Les Invisibles réalisé par Louis-Julien Petit [Sortie de Séance Cinéma]

Synopsis : « Suite à une décision municipale, l’Envol, centre d’accueil pour femmes SDF, va fermer. Il ne reste plus que trois mois aux travailleuses sociales pour réinsérer coûte que coûte les femmes dont elles s’occupent : falsifications, pistons, mensonges… Désormais, tout est permis ! »


Les lumières de la salle de cinéma s’allument, tu te repositionnes sur ton siège pour avoir fière allure parce que la position “je m’installe comme à la maison” ce n’est pas trop ça, et là, ton ami(e) se retourne vers toi et te pose la question fatidique…

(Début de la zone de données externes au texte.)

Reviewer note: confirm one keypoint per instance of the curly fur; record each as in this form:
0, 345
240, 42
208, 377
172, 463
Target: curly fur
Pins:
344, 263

Le sujet de ce troisième film est difficile : les centres d’accueil pour femmes SDF. Le sujet n’est pas fait pour être une comédie : il parle de solitude, de difficulté et de la complexité de s’en sortir quand on a touché le fond. Le sujet pourrait terrifier surtout en cette période si compliqué pour notre pays. Et pourtant, Louis-Julien Petit parvient à éviter tous les écueils du film larmoyant, sur la misère sociale pour proposer un film optimiste, réjouissant et qui procure un bien fou. On le sait depuis Discount, le réalisateur sait parler des laissés-pour-compte de la société, de celles et ceux que l’on ne voit pas, les petites vies dépassées et mises de côté à cause de la mondialisation et du monde moderne.

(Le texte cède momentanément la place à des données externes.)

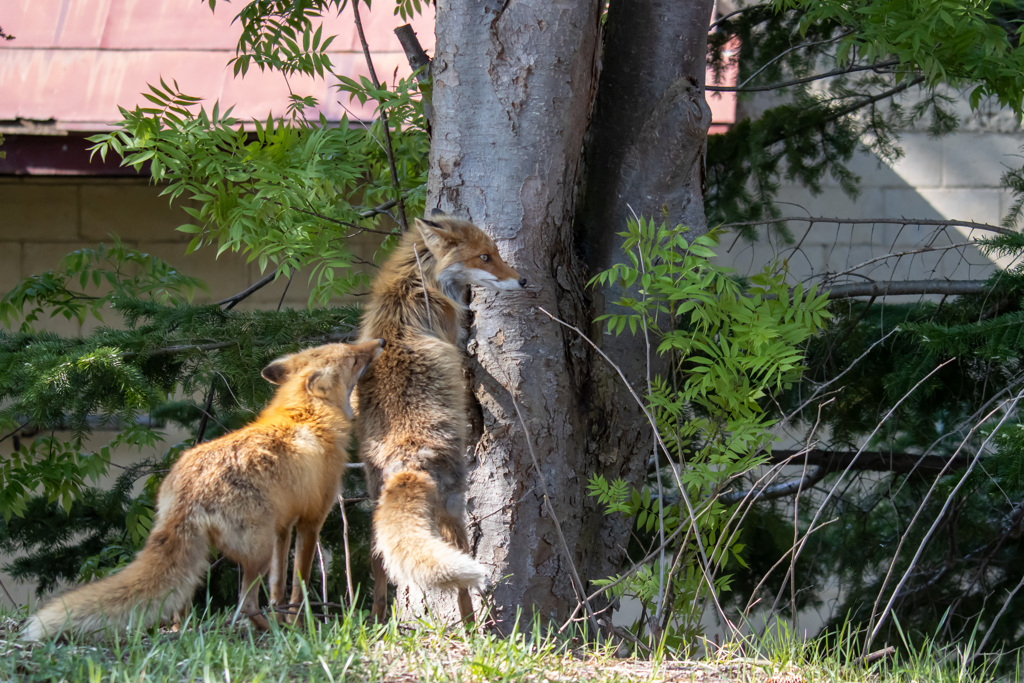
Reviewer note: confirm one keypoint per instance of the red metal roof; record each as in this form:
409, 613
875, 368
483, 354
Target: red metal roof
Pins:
74, 61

Après l’installation des caisses automatiques et le suicide en entreprise, Louis-Julien Petit décide de parler des Invisibles, ces femmes (même si le sujet est valable pour les hommes) que l’on ne voit plus. Ces femmes à la rue qui mendient et dont on détourne le regard pour éviter de prendre conscience des difficultés de notre monde. Détourner notre regard de ces femmes et ces hommes qui veulent retrouver une place dans la société. Ces femmes et ces hommes tombés dans une situation de pauvreté dont ils veulent se sortir… mais pour cela il faut une main tendue. Et c’est tout le travail de ce centre d’accueil de SDF. Un centre social comme tant d’autres où le quotidien est difficile. Un centre d’accueil de jour pour permettre à ces femmes de se poser, se restaurer, prendre une douche, discuter, échanger, retrouver du lien social… mais ce centre va fermer et les travailleuses sociales doivent tout faire pour permettre à ces femmes accueillies de retrouver le chemin de la réinsertion. Mais comment se réinsérer quand on n’a plus rien pour vivre, dormir, se retrouver ?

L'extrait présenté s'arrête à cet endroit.